Note: The code blocks in the remainder of this post all depent on imports, functions, etc. that have been defined in previous code blocks.

import matplotlib.colors as colors

def pca_viz(pca, X, X_features, sort=False, signed=True):

pca.fit(X)
n_rows, n_cols = len(X_features), len(pca.components_)

inv = pca.inverse_transform(np.eye(n_cols))
data = pd.DataFrame(inv, columns=X_features).transpose()

# make zero-values just very, very small
epsilon = 1e-16
num_zeros = (data == 0).sum().sum()
if num_zeros:
data.loc[:, :] = np.where(data == 0, 1e-16, data)

# sort by principal component contribution
if sort:
data['sum'] = data.abs().sum(axis=1)
data.sort_values(by='sum', ascending=False, inplace=True)
data.drop('sum', axis=1, inplace=True)

# configure heatmap and log-scale colorbar
scale_min = max(data.abs().min().min(), 1e-2)
scale_max = data.abs().max().max()
if signed:
cmap = 'RdBu_r'
scaler = colors.SymLogNorm(vmin=-scale_max, vmax=scale_max,
linscale=1.0, linthresh=scale_min)
else:
data = data.abs()
cmap='Reds'
scaler = colors.LogNorm(vmin=scale_min, vmax=scale_max)

fig, ax = plt.subplots(1, 1)
im = ax.imshow(data, cmap=cmap)
im.set_norm(scaler)
fig.colorbar(im)

# configure ticks and labels
ylabels = data.index
ax.set_yticklabels(ylabels, fontsize=6, rotation=0, va='center')
ax.set_yticks(np.arange(n_rows))
ax.set_ylabel('Original Features')
xlabels = np.arange(n_cols)
ax.set_xticklabels(xlabels, fontsize=6, rotation=90, ha='center')
ax.set_xticks(np.arange(n_cols))
ax.set_xlabel('Principal Components')

return fig, ax

This method is robust in the case of negative values. Moreover, the option to toggle signed contributions (positive vs. negative), as opposed to absolute magnitude of contribution, is available through the signed argument. There is also a sort argument that will cause the original features to be ordered top-to-bottom by total magnitude of contribution. Let’s see it in action using first the original data as-is, then with a scaled version of that data (via sklearn.preprocessing.StandardScaler).
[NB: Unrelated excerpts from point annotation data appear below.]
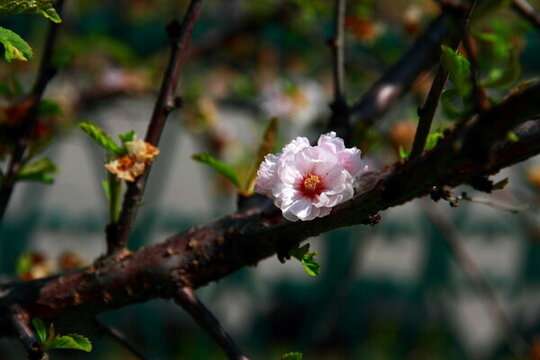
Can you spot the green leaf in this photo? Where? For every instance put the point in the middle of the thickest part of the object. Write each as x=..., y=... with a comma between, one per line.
x=70, y=341
x=219, y=166
x=448, y=108
x=312, y=266
x=101, y=137
x=127, y=137
x=403, y=154
x=42, y=7
x=40, y=328
x=40, y=170
x=292, y=356
x=459, y=69
x=15, y=48
x=503, y=78
x=432, y=140
x=512, y=137
x=267, y=146
x=49, y=108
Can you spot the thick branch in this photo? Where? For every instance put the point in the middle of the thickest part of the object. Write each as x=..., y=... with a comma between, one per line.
x=212, y=251
x=45, y=74
x=118, y=233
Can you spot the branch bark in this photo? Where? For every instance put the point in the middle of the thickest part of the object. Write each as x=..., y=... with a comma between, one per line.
x=179, y=35
x=207, y=253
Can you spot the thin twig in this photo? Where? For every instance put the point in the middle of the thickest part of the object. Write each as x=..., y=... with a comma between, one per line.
x=188, y=300
x=527, y=11
x=45, y=74
x=426, y=113
x=179, y=35
x=396, y=80
x=339, y=120
x=20, y=320
x=513, y=338
x=120, y=337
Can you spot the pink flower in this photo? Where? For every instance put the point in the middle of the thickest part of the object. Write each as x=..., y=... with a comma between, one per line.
x=306, y=181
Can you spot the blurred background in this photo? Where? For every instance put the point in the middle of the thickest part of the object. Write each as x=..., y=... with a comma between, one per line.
x=399, y=290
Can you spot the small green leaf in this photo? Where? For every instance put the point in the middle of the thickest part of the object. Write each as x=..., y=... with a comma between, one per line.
x=292, y=356
x=127, y=137
x=49, y=108
x=15, y=48
x=459, y=69
x=43, y=7
x=40, y=170
x=40, y=328
x=312, y=266
x=504, y=78
x=448, y=108
x=512, y=137
x=432, y=140
x=70, y=341
x=101, y=137
x=403, y=154
x=218, y=165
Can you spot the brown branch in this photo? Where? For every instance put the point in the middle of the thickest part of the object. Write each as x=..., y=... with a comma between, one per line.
x=397, y=79
x=119, y=337
x=188, y=300
x=527, y=11
x=20, y=321
x=45, y=74
x=513, y=338
x=214, y=250
x=179, y=35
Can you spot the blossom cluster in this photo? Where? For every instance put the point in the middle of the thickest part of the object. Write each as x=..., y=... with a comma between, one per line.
x=139, y=155
x=306, y=181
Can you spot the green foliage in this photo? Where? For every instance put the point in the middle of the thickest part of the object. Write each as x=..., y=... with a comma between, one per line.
x=292, y=356
x=101, y=137
x=41, y=170
x=70, y=341
x=307, y=259
x=51, y=340
x=42, y=7
x=219, y=166
x=459, y=69
x=15, y=48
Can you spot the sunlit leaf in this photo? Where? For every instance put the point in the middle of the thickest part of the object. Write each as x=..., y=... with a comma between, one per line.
x=42, y=7
x=459, y=69
x=219, y=166
x=15, y=48
x=101, y=137
x=71, y=341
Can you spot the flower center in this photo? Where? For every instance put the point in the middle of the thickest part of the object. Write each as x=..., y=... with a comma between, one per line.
x=311, y=186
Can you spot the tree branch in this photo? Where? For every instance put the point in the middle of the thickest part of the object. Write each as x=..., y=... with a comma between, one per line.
x=212, y=251
x=396, y=80
x=188, y=300
x=179, y=35
x=45, y=74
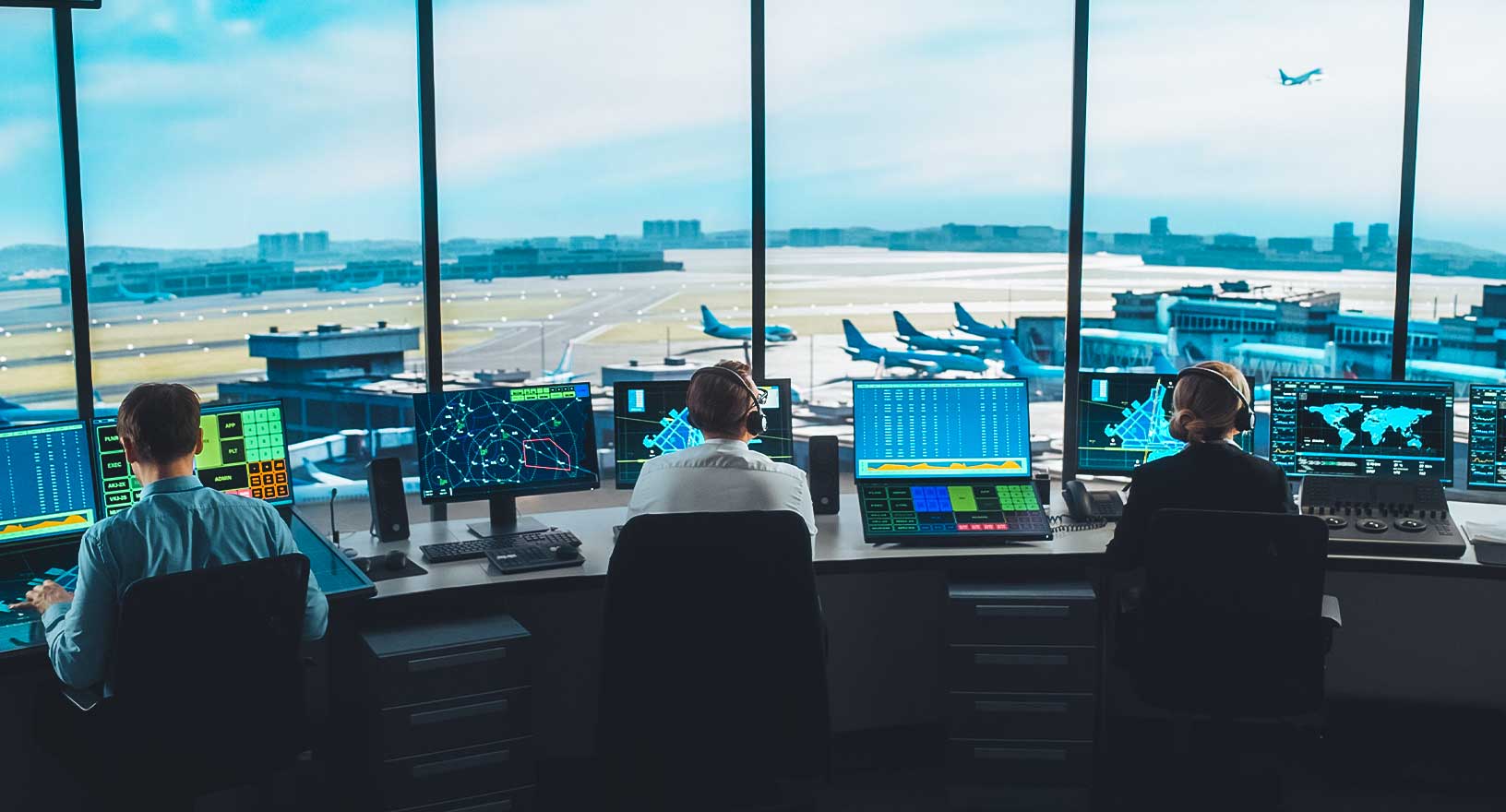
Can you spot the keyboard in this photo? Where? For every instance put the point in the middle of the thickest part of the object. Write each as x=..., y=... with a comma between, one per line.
x=478, y=547
x=526, y=557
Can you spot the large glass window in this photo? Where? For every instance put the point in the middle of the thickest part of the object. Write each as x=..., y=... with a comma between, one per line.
x=917, y=169
x=593, y=188
x=36, y=366
x=252, y=204
x=1243, y=178
x=1458, y=285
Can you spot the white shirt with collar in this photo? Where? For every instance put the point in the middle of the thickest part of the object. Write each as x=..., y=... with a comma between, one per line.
x=720, y=476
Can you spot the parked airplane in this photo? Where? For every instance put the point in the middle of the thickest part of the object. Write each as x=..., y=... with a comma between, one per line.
x=917, y=340
x=969, y=324
x=1300, y=78
x=862, y=350
x=773, y=333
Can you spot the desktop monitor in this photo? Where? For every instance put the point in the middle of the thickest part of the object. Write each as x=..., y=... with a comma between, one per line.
x=44, y=490
x=245, y=454
x=974, y=428
x=650, y=419
x=1487, y=464
x=499, y=443
x=1363, y=428
x=1124, y=421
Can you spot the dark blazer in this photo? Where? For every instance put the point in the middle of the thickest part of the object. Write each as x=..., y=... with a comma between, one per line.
x=1203, y=476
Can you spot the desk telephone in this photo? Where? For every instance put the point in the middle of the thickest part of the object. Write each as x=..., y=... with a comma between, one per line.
x=1084, y=505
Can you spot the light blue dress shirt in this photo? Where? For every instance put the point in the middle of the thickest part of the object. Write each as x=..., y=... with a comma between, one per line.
x=178, y=524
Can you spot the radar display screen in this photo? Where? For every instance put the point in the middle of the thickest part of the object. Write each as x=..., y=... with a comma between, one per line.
x=1363, y=428
x=928, y=428
x=1487, y=437
x=45, y=490
x=1124, y=421
x=474, y=443
x=245, y=454
x=650, y=419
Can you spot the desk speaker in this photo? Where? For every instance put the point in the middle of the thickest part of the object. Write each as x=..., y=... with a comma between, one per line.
x=824, y=481
x=388, y=500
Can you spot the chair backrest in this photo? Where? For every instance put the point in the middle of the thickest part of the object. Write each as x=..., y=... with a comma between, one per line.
x=1232, y=612
x=712, y=656
x=212, y=652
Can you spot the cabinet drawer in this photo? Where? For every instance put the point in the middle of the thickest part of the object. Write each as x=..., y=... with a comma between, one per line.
x=460, y=773
x=1022, y=616
x=1022, y=668
x=1022, y=716
x=458, y=722
x=512, y=800
x=1005, y=761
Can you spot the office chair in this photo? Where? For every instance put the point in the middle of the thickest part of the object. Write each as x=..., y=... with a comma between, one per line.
x=207, y=685
x=712, y=672
x=1234, y=624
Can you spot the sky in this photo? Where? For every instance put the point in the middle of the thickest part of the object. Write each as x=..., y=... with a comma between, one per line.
x=205, y=123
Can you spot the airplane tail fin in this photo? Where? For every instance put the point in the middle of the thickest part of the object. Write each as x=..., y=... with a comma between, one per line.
x=904, y=328
x=855, y=338
x=707, y=319
x=567, y=359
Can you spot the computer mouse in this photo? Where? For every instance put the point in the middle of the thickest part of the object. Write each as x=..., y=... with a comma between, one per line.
x=395, y=559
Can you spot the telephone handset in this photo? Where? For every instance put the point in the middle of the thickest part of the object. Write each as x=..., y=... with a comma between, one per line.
x=1084, y=505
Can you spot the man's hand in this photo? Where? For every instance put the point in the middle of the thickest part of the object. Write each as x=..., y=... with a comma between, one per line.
x=44, y=595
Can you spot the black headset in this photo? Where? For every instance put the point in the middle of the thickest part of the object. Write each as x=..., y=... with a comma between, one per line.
x=1246, y=418
x=757, y=422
from sklearn.preprocessing import StandardScaler

# visualize the original data
pca = PCA()
fig, ax = pca_viz(pca, X, X_features, signed=True)
plt.show()

# visualize the scaled data
X_ss = StandardScaler().fit_transform(X)
fig, ax = pca_viz(pca, X_ss, X_features, signed=True)
plt.show()  This implementation is also suited to cases where PCA is instantiated with arguments, e.g. PCA(n_components=5), but that exercise is left up to you, as is the exercise of trying the other combinations of signed and sort arguments.